Veja o desempenho do Ibovespa em 2022:
Por outro lado, o fundador da Quantzed afirmou que grande parte das empresas do varejo na bolsa brasileira já está com cotações quase iguais aos preços da época quando estourou a crise da Covid-19 no mundo.
Futuro
Os especialistas afirmam que é difícil prever o que acontecerá na China e quando será o fim do lockdown no país. O fundador da Quantzed ressaltou que ainda não há sinais de melhora no crescimento do PIB chinês, nem em países mais desenvolvidos como os Estados Unidos e a Europa.
Mas o sócio-fundador da Nord Research aponta que, no segundo semestre, a China terá eleições, “então me parece muito tempo para ficarem [até meados de outubro] com medidas de isolamento, porém, nunca diga nunca”.
A Vale também informou em nota que “o governo chinês está mantendo a meta de 5,5% para o crescimento do PIB, o que torna provável que haja novos estímulos para a economia”.

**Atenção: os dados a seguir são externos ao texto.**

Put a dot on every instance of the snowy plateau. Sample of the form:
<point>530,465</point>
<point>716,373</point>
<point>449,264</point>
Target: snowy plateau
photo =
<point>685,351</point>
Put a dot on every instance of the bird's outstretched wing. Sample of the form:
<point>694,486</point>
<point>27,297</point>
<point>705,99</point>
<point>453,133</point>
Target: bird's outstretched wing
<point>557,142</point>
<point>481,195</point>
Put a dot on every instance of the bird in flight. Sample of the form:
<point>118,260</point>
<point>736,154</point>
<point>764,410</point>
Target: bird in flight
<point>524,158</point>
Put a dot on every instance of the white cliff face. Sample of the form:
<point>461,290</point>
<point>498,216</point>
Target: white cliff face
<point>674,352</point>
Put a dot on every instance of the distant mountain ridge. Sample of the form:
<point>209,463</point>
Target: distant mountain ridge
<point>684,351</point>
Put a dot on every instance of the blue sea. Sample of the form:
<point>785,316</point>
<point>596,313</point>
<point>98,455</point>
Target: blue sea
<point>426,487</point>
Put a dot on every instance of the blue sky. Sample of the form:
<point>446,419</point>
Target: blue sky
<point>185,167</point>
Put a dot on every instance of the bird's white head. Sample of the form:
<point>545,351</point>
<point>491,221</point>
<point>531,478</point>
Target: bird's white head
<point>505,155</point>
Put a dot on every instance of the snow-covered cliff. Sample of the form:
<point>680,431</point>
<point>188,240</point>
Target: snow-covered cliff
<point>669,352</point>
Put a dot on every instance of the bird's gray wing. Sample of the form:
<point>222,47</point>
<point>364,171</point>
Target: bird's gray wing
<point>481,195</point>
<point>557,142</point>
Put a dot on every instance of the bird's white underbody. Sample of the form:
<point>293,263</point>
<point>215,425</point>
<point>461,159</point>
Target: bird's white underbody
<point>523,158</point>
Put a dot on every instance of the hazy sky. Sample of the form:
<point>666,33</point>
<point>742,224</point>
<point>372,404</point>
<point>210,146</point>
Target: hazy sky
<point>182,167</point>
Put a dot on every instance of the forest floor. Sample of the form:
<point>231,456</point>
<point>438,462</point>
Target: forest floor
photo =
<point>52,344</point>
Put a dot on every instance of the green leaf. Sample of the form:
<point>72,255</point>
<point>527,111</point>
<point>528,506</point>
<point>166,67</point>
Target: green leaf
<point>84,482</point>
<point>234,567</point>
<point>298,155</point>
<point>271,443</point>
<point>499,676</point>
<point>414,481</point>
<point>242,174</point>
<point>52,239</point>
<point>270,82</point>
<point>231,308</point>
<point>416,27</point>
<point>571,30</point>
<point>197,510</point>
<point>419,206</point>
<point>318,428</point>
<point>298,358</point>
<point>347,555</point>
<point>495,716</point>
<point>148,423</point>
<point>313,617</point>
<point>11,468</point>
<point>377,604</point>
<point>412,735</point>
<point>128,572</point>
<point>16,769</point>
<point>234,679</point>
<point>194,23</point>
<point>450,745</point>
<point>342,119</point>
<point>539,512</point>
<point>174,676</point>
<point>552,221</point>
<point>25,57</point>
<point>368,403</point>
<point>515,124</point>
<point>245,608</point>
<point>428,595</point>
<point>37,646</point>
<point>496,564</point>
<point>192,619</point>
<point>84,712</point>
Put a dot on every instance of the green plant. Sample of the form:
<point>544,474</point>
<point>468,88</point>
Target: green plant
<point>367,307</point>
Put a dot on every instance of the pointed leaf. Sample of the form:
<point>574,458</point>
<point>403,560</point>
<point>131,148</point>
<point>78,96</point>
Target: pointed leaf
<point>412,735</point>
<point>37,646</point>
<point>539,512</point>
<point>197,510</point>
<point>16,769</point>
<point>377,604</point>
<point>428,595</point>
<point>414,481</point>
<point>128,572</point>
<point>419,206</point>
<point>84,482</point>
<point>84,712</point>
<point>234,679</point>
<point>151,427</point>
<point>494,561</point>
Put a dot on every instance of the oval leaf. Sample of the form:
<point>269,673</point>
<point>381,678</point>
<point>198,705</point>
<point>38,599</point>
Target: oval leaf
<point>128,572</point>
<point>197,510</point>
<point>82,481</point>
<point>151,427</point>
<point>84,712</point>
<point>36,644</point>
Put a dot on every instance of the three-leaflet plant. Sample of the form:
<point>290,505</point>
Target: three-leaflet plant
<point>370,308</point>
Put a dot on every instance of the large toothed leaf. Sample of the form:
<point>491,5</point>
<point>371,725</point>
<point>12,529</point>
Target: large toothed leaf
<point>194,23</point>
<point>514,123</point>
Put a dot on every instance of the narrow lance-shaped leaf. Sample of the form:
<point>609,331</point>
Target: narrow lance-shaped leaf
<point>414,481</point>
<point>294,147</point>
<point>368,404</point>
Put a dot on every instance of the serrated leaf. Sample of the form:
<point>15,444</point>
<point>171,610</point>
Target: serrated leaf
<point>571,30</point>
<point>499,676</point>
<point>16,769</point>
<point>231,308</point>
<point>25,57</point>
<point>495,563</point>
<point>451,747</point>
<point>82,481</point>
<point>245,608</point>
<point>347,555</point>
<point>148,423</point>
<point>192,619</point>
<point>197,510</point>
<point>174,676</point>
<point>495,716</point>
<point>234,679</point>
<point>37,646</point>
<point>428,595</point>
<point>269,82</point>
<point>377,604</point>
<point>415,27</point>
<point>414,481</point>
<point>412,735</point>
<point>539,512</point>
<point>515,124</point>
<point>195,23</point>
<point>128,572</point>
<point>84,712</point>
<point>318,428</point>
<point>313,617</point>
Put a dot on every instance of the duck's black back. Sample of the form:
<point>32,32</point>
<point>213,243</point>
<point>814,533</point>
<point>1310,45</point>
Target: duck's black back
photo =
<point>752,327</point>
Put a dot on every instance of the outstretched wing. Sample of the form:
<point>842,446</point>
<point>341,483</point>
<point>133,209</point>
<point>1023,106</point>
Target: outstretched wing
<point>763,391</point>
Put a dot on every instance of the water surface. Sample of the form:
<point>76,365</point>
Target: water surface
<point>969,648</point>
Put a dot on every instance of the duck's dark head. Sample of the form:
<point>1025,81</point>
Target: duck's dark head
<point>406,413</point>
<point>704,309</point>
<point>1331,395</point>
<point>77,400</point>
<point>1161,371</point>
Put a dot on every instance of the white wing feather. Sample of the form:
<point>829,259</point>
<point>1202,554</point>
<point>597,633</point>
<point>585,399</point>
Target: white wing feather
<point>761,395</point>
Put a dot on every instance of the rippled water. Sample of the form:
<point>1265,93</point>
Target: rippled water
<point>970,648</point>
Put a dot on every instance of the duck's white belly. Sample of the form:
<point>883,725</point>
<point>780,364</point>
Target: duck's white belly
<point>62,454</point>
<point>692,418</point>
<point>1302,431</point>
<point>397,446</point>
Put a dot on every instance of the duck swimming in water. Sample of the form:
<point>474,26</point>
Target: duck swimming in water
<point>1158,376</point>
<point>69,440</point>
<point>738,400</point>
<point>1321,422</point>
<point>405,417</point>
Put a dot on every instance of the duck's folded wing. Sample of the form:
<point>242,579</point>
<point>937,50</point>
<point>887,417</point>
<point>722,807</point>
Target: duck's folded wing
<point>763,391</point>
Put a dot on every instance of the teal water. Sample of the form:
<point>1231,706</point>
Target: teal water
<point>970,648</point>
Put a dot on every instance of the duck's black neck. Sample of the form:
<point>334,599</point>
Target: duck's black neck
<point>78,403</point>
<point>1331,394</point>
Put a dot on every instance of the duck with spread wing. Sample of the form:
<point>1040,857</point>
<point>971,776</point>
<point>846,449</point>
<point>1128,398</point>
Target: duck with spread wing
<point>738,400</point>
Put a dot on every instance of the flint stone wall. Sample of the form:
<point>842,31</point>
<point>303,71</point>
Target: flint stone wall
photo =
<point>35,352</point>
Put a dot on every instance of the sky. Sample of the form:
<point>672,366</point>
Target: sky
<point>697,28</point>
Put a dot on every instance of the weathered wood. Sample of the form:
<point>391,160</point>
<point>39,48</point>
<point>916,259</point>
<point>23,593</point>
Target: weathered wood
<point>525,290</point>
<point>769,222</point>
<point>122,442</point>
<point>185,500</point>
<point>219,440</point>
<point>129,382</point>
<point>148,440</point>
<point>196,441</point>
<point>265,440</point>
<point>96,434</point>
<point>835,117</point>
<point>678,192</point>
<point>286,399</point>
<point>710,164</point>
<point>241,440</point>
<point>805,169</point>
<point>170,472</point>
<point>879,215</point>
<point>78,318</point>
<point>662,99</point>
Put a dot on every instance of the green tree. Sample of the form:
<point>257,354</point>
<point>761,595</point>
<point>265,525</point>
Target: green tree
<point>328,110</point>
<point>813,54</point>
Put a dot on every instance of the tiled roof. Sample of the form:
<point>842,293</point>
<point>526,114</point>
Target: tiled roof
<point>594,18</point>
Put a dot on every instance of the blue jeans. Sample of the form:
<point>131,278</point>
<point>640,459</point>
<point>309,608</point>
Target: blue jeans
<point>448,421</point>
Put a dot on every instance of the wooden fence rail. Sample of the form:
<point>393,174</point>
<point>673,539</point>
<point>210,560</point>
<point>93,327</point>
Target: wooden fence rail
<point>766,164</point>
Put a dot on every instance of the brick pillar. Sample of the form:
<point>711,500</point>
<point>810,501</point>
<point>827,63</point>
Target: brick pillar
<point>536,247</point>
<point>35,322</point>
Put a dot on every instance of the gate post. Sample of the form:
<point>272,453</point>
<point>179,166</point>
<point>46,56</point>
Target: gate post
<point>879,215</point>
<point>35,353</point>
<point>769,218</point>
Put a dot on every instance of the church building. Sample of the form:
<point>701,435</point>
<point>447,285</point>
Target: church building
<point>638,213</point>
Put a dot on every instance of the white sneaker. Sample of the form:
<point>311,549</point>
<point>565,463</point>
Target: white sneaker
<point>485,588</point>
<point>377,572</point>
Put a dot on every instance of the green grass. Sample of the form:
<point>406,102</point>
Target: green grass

“Esses estímulos seriam positivos para os setores imobiliário e de infraestrutura e, por consequência, para a demanda por aço, impactando de forma favorável o mercado de minério de ferro.”
A Petrobras, por outro lado, não respondeu um pedido do CNN Brasil Business sobre as expectativas para o futuro com relação aos lockdowns na China.
Relembre a economia da China
O Índice de Gerentes de Compras (PMI, na sigla em inglês) do Caixin (publicação financeira), um indicador observado de perto para avaliar o estado da economia, despencou para 36,2 em abril, de 42 em março, de acordo com uma pesquisa divulgada pela IHS Markit. Uma leitura abaixo de 50 indica contração, enquanto qualquer coisa acima desse indicador mostra expansão.
O setor de serviços responde por mais da metade do PIB do país e mais de 40% de seu emprego. E com os dados da pesquisa mostrando que o setor manufatureiro da China também encolheu no mês passado, a segunda maior economia do mundo retrocedeu em abril.
Embora as condições possam melhorar este mês, à medida que as taxas de infecções por Covid-19 diminuem e as autoridades tentam limitar os danos à economia, grande parte de Pequim acaba de ser colocada sob restrições mais rígidas e alguns economistas agora estão prevendo que o PIB chinês diminuirá no segundo trimestre.
O declínio de quase 6 pontos na atividade de serviços em abril ficou atrás apenas do colapso em fevereiro de 2020, quando a economia da China quase parou enquanto lutava para conter o surto inicial de coronavírus que começou em Wuhan. Naquele mês, o PMI de serviços da Caixin caiu para 26,5 de 51,8 em janeiro.
Até agora, mais de 30 cidades na China estão sob bloqueio total ou parcial, afetando até 187 milhões de pessoas em todo o país, segundo cálculos da CNNi.
Com isso, o UBS BB reduziu sua previsão de crescimento anual do PIB chinês de 4,2% para 3%. Como justificativa, a companhia citou o impacto das políticas de Covid-zero. Já o JPMorgan rebaixou suas expectativas de 4,3% para 3,7%, devido os mesmos motivos.